Sunday, February 04, 2007

A recently written article about Kiribati "commerce"

Learning to Bank on your Neighbours (The Toronto Star)

Feb 03, 2007 04:30 AM

Cleo Paskal

Butaritari, Kiribati–Sometimes we get so far ahead of ourselves, what looks like innovation is actually just reinventing one of those round objects used for propelling vehicles.

Let me tell you what I mean.

In the middle of the Pacific, around where the international dateline meets the equator, is the scattering of atolls that makes up the country of Kiribati (pronounced Ki-ri-bas – the local pronunciation for the old British colonial name of the islands, the Gilberts.)

Now, atolls are one of the most beautiful geological formations on Earth.

Usually, they form when an extinct island volcano collapses in on its hollow centre, leaving just an outer ring of protective barrier islands.

Inside the ring is the pale turquoise of the shallow, warm, lagoon. Outside is the steely dark of the open ocean.

Between the two, the atoll's islands and islets stretch, long and thin, sketching out a rough circle in white coralline sand and fragile green vegetation.

Incredibly, around 95,000 people live here, on these delicate islands in heart of the Pacific.

They likely came from Asia, descendents of intrepid seafarers, and are people of the ocean still.

Their mythology is full of flying canoes and talking dolphins. And foreign ships travelling these routes consider themselves lucky to have an I-Kiribati on board.

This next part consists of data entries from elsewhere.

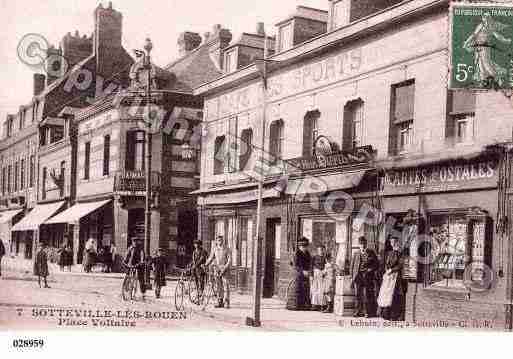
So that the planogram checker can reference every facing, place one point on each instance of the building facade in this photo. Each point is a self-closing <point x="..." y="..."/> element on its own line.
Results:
<point x="363" y="137"/>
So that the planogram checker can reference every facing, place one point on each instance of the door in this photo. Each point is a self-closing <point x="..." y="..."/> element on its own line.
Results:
<point x="270" y="268"/>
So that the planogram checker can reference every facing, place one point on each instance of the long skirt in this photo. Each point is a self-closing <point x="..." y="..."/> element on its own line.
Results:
<point x="318" y="288"/>
<point x="299" y="295"/>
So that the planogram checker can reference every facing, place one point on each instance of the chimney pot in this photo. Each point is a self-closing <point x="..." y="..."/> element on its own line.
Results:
<point x="260" y="28"/>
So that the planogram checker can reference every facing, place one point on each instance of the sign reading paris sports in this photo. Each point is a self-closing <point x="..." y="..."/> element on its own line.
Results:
<point x="481" y="46"/>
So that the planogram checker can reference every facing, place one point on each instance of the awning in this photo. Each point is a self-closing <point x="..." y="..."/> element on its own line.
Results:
<point x="37" y="216"/>
<point x="8" y="215"/>
<point x="239" y="197"/>
<point x="74" y="213"/>
<point x="321" y="184"/>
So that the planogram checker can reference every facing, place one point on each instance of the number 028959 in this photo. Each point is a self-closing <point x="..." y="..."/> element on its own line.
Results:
<point x="28" y="343"/>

It was on one of these outer atolls that I first heard of a revolutionary "new" banking system.

Butaritari is largely a no-cash economy. There is limited electricity (first you need the generator to work, and then you need to fly in fuel). Without refrigeration, fresh crops and fish can't be kept for long.

So a fisherman comes back with a boat full of fish and informally barters it among family and friends for work on his home, crops, coconut toddy, whatever is going.

But there are still things that need cash, like penicillin, pens and paper.

And a small amount trickles in, mostly through remittances from family members working overseas, often on ships.

But sometimes a local entrepreneur needs a relative fortune for a new piece of equipment, like a sewing machine to make clothes and sails.

And that amount is just out of their reach, which is where the village council comes in.

On these islands, the village council runs the show.

The central government usually doesn't even bother sending out police for even the most serious crime. The community, for better or worse, sorts itself out.

Local elder Winnie Powell explained to me how it works. There are regular village meetings, and everyone is expected to attend.

Grievances are aired, conflicts are smoothed over.

Tiny fines can be levied, a penny for being late, a fee for encroaching on a neighbour's land. The fines are unofficially `income linked'.

This is, after all, a place where as Winnie says, "everyone knows what is cooking is everyone else's pot."

Even tourists are linked into the system. I was invited to stay free at the council's guest hut, I was fed free, and the council spent days preparing a village-wide performance for me (being a good host is heavily ingrained here). In return, it was quietly suggested that I make a donation, along the lines of $30, to the village coffers. Which I appropriately doubled.

So where does all the money go? The council uses it for, yes, microcredit to villagers, allowing them to borrow for emergencies and to build businesses. A small interest is charged and, as the money is paid back, it is farmed out to other villagers.

Recipients report their progress at the villages' meetings, and those that can't pay their debts have to sit there and endure the taunts of their neighbours – a darn good motivator to repay. They have been using this system for decades.

And it's exactly the sort of system that Muhammad Yunus won his Nobel Peace Prize for a few months ago. Sometimes you have to go to the ends of the Earth to find the cutting edge.